New Guidelines Aim to Help Doctors Recognize, Manage Side Effects of Immune Checkpoint Inhibitors

New Guidelines Aim to Help Doctors Recognize, Manage Side Effects of Immune Checkpoint Inhibitors

The American Society of Clinical Oncology (ASCO) and the National Comprehensive Cancer Network (NCCN) recently developed a set of guidelines to serve as recommendations to clinicians regarding how to assess and manage the side effects associated with immune checkpoint inhibitors.

They were published in The Journal of Clinical Oncology, under the title “The Management of Immune-related Adverse Events in Patients Treated with Immune Checkpoint Inhibitor Therapy: American Society of Clinical Oncology Clinical Practice Guideline and NCCN Guidelines® for Management of Immunotherapy-Related Toxicities.”

“With rapidly increasing use of immune checkpoint inhibitors, it is imperative that clinicians are knowledgeable about their unique toxicity profiles,” Clifford A. Hurdis, MD, chief executive officer of ASCO, said in a press release. “These new guidelines from ASCO and NCCN will help our community continue to provide the highest quality of care to all patients as they incorporate these agents into routine care.”

The guidelines recommend that cancer patients:

  • with mild toxicities (grade 1) — except for some neurologic and hematologic toxicities — continue with treatment
  • with moderate toxicities (grade 2), temporarily stop use of checkpoint inhibitors until lab work or symptoms show the reaction is mild or better;  corticosteroids can be a replacement therapy
  • with severe toxicity (grade 3), be managed with high-dose corticosteroids for at least six weeks; extreme caution is advised when restarting immunotherapy, if the treating physician decides to try such treatment again
  • with evidence of very severe cases of toxicity (grade 4), immediately and permanently stop use the checkpoint inhibitor

Specific recommendations are given, depending on the affected organ.

These guidelines are specific to immune checkpoint inhibitors, the groups said, and are not applicable to other types of immunotherapy. An educational video accompanies their publication, created for patients and caregivers.

Immune checkpoint inhibitors are a type of immunotherapy, relatively new, that bolster the immune system’s response to “an invader” so as to attack and destroy cancer cells. But side effects associated with this therapy can involve multiple organs, and can be severe and irreversible.

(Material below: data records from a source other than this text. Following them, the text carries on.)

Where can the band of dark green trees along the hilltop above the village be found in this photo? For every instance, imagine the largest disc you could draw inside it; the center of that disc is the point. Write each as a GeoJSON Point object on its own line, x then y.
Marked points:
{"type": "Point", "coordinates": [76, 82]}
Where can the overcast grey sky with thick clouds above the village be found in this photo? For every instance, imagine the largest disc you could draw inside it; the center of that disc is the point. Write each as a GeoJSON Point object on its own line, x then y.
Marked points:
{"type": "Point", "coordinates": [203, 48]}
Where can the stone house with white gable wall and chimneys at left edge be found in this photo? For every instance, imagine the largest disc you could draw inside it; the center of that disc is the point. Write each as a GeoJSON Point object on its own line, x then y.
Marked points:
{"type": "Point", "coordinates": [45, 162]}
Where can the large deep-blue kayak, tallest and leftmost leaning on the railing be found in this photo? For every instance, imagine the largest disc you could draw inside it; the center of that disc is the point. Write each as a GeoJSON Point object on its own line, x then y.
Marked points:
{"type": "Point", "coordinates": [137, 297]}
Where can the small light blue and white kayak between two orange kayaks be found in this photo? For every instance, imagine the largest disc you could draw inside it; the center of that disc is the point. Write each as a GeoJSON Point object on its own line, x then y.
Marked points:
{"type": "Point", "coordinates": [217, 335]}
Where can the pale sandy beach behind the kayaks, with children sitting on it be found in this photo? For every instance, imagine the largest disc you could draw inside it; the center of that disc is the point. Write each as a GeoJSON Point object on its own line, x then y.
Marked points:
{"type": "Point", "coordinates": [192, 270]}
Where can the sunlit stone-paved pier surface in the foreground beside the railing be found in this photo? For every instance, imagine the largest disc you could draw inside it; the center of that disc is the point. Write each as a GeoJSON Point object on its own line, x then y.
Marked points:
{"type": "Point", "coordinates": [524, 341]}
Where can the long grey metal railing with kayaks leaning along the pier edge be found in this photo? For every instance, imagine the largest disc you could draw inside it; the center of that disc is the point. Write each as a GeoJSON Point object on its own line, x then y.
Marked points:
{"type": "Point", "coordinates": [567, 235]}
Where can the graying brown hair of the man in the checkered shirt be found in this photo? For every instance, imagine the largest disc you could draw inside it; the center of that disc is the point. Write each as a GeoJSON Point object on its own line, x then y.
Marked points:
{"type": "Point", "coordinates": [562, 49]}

Because use of immune checkpoint inhibitors is relatively recent, doctors are not necessarily highly experienced in recognizing and treating such side effects.

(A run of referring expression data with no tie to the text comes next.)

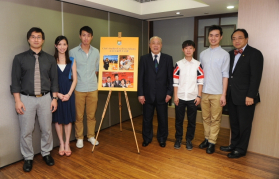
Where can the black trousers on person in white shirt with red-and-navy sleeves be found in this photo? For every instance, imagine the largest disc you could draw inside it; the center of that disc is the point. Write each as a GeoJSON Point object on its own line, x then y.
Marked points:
{"type": "Point", "coordinates": [179, 118]}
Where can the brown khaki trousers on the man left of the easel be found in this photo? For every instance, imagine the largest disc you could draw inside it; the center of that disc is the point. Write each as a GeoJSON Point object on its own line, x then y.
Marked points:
{"type": "Point", "coordinates": [88, 99]}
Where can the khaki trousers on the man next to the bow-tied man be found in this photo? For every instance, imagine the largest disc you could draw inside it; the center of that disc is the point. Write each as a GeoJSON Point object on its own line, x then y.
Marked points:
{"type": "Point", "coordinates": [211, 115]}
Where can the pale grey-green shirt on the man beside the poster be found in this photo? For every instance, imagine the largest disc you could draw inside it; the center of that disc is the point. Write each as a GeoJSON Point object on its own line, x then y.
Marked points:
{"type": "Point", "coordinates": [87, 66]}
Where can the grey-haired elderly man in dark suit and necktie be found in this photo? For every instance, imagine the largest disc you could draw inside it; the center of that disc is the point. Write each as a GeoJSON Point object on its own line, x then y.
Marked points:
{"type": "Point", "coordinates": [155, 90]}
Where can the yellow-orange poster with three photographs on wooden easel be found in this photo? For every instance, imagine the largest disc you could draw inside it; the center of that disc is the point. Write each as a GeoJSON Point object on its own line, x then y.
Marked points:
{"type": "Point", "coordinates": [118, 69]}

Common side effects of immune checkpoint inhibitors include rash, diarrhea, low thyroid hormone, and fatigue. But known side effects extend to inflammation of the lung, intestines or liver, hormonal abnormalities, and kidney, heart, or neurologic problems.

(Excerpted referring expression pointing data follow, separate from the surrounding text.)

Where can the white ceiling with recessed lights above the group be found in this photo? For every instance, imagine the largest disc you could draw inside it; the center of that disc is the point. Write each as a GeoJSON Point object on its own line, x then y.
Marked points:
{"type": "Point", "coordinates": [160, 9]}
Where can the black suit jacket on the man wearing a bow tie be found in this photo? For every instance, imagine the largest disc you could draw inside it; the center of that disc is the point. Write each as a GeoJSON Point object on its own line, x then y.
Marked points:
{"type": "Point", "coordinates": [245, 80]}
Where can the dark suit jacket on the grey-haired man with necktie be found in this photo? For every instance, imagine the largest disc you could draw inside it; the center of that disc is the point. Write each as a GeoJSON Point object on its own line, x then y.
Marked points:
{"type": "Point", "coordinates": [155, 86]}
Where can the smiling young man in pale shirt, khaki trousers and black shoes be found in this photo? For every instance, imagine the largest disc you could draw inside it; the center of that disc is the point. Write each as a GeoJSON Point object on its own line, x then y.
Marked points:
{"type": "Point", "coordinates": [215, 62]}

“If you take the brakes off the immune system and allow it to attack cancer, it may also attack the healthy tissue in a patient’s body,” said John Thompson, MD, co-director of the Seattle Cancer Care Alliance Melanoma Clinic, Fred Hutchinson Cancer Research Center, and a co-chair of the panel that developed the ASCO guideline. “Fortunately, most of the side effects are reversible, but early recognition and proper treatment are critical.”

Immune checkpoint inhibitors approved by the U.S. Food and Drug Administration (FDA) to help patients with a variety of cancers include Opdivo (nivolumab), Yervoy (ipilimumab), Keytruda (pembrolizumab), Bavencio (avelumab), and Tecentriq (atezolizumab).

“While novel immunotherapies allow for life-extending therapy for selected forms of cancer, their success is associated with potentially substantial toxicity,” said Robert W. Carlson, MD, chief executive officer of NCCN. “These side effects are different from other forms of anticancer therapy and require rapid and appropriate recognition and treatment.”

The guidelines were developed with input from multidisciplinary panels composed of experts in such fields as medical oncology, pulmonology, hematology, neurology, emergency medicine, and included patient advocates, the release notes. The recommendations are based on a systematic review of literature and an informal consensus process with the panels.